Everything All at Once

“It’s all here,” I said, patting the laptop. “Enjoy.”

I got up from the table and kissed them both, then filled a Thermos with coffee and drank it while I drove, the windows down and the music loud and happy and warm.

Sam and I had agreed to meet at the train station in Mystic at nine thirty. That way we could take the train into the city and not have to worry about driving and traffic in Manhattan.

He was already there when I pulled into the parking lot, sitting on a bench and drinking a coffee. He waved when he saw me and walked over to meet me.
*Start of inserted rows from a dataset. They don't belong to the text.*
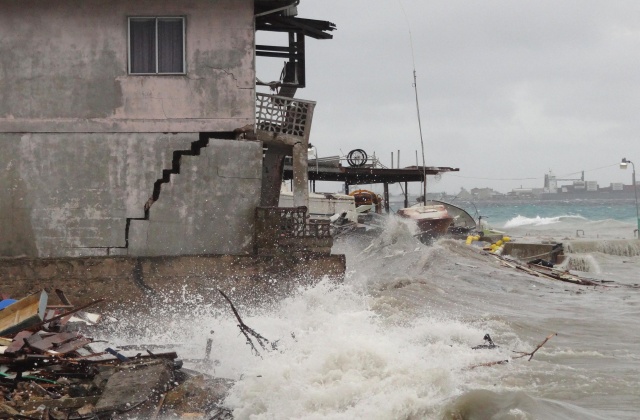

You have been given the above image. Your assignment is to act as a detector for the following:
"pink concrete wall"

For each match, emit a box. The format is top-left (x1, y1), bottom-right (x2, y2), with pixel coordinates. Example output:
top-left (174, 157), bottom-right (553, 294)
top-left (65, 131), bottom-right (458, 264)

top-left (0, 0), bottom-right (255, 133)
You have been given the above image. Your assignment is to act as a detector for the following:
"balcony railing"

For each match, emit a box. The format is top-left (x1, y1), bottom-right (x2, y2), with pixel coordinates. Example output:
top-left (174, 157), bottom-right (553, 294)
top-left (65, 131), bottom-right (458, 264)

top-left (256, 93), bottom-right (316, 139)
“So what’s this all about?” he asked as I stepped out of the car.

“You’re not going to believe it,” I said. “She wrote another Hatter book! It’s going to be published! We’re taking it to her agent right now.”

Sam leaned against my car. “Wow.”

“I know, right?”

“I always knew there had to be something! That ending—standing in front of their grandfather’s house, I mean, that couldn’t be the end for them. Wait—did you read it? Tell me they find their parents! Tell me they finally defeat the Overcoat Man! You have to tell me!”

Sam was like a little kid, bouncing up and down on the balls of his feet and tugging the bottom of my shirt.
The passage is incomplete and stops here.